A diario miles de personas exponen su integridad física e incluso en ocasiones sus vidas para el desempeño de su profesión.

Tal es el caso de policías, guardias civiles o bomberos. Pero existen otros colectivos que, sin aparecer tanto en los medios de comunicación, se enfrentan a diario con situaciones donde solo su instinto de protección al prójimo guía sus acciones.

Les estoy hablando concretamente del colectivo de vigilantes de seguridad.
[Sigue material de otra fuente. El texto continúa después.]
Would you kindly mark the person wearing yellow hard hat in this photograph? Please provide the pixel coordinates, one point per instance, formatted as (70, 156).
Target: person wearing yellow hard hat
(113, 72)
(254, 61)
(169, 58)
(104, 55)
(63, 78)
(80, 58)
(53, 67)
A diario se enfrentan a malhechores, delincuentes y situaciones extremas que ponen a prueba su control emocional y su integridad.

Tal es el caso de un grupo de vigilantes que lucharon estoicamente contra las llamas en uno de los últimos incendios acontecidos en la Marina Alta de Alicante. Su cometido era proteger una vivienda rodeada de unos 10.000 m2 de pinar. Al ocasionarse el incendio en la zona, decidieron permanecer en su puesto de trabajo y reducir en la medida de lo posible con los escasos medios que disponían las llamas.

Activaron mangueras de riego, utilizaron palos y todos los enseres que podían servirles. Dos vigilantes de seguridad más que estaban fuera de servicio, acudieron prestos a ayudar a sus compañeros, adentrándose así en un verdadero infierno en llamas.

El humo y el calor asfixiantes convirtieron la situación en insostenible, pero contra todo pronóstico, perseveraron en su labor. Su coraje se impuso ante su instinto de supervivencia, cumplir su cometido era todo lo que les importaba y así consiguieron preservar su área de protección mientras que el resto de la urbanización quedó prácticamente calcinada.

Uno de los vigilantes, tuvo que ser asistido por los servicios médicos de un hospital de campaña, por una fuerte intoxicación de humo.

Por esta encomiable labor, los vigilantes: Antonio Expósito Gasquet, José Antonio Ortiz Aguado, Miguel Ángel Collado Montero y Francisco José Puig Aguacil han sido propuestos por la dirección de Levantina de Seguridad para una mención tipo A ante el Cuerpo de la Guardia Civil.

Gracias a todos por habernos dado esta lección de coraje, valentía y honestidad profesional.